My son and Fern’s Great Grandson, Joseph Timothy Wolf (9 years old)– tells me that “Nana Fern lived through some tragic times, I mean she lost her husband and her son – both of whom we are named for. I wish I knew my Grandpa Joe and I hope she is with him now in heaven. I remember meeting her a few times and that she was quiet and that she watched me a lot.” My daughter and Fern’s Great Granddaughter, Ava Shaye Wolf (4 years old) tells me that she remembers meeting her Nana Fern and that she lived in a big room where Ava played on the floor. Ava says “I want Nana Fern to know that I love her and that I remember her smiling at me when I tried to tell her things.” I appreciate you giving me this time and opportunity to speak with you through this open letter. Grandma Fern deserves more than I could ever give her. I am comforted in knowing that she is reunited with her family and Lord. I hope that I honor her through my own family. I would like to close by offering a biblical passage and prayer that is special to my family. May God bless you with faith, family and love. Dr. David Fletcher Wolf Grandson to Fern Edna Wolf Ephesians 3:14 For this reason I kneel before the Father, from whom his whole family in heaven and on earth derives its name. Pray that out of his glorious riches he may strengthen you with power through his spirit in your inner being, so that Christ may dwell in your hearts through faith.

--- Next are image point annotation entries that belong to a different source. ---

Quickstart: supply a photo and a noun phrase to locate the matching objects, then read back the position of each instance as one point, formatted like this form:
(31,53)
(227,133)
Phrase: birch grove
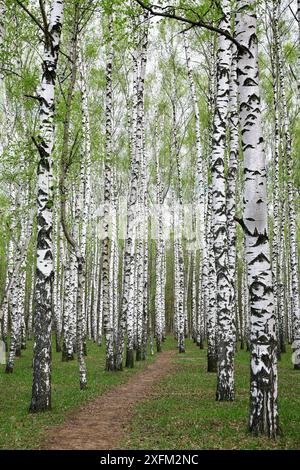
(150,189)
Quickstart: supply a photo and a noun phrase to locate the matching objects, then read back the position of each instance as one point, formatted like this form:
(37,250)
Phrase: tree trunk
(263,417)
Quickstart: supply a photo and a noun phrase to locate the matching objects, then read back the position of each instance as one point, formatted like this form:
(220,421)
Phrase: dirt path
(101,423)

And I pray that you, being rooted and established in love, may have power, together with all the saints, to grasp how wide and long and high and deep is the love of Christ, and to know this love that surpasses knowledge - that you may be filled to the measure of all the fullness of God. Now to him who is able to do immeasurably more than all we ask or imagine, according to his power that is at work within us, to him be glory on the church and in Christ Jesus throughout all generations, for ever and ever Amen!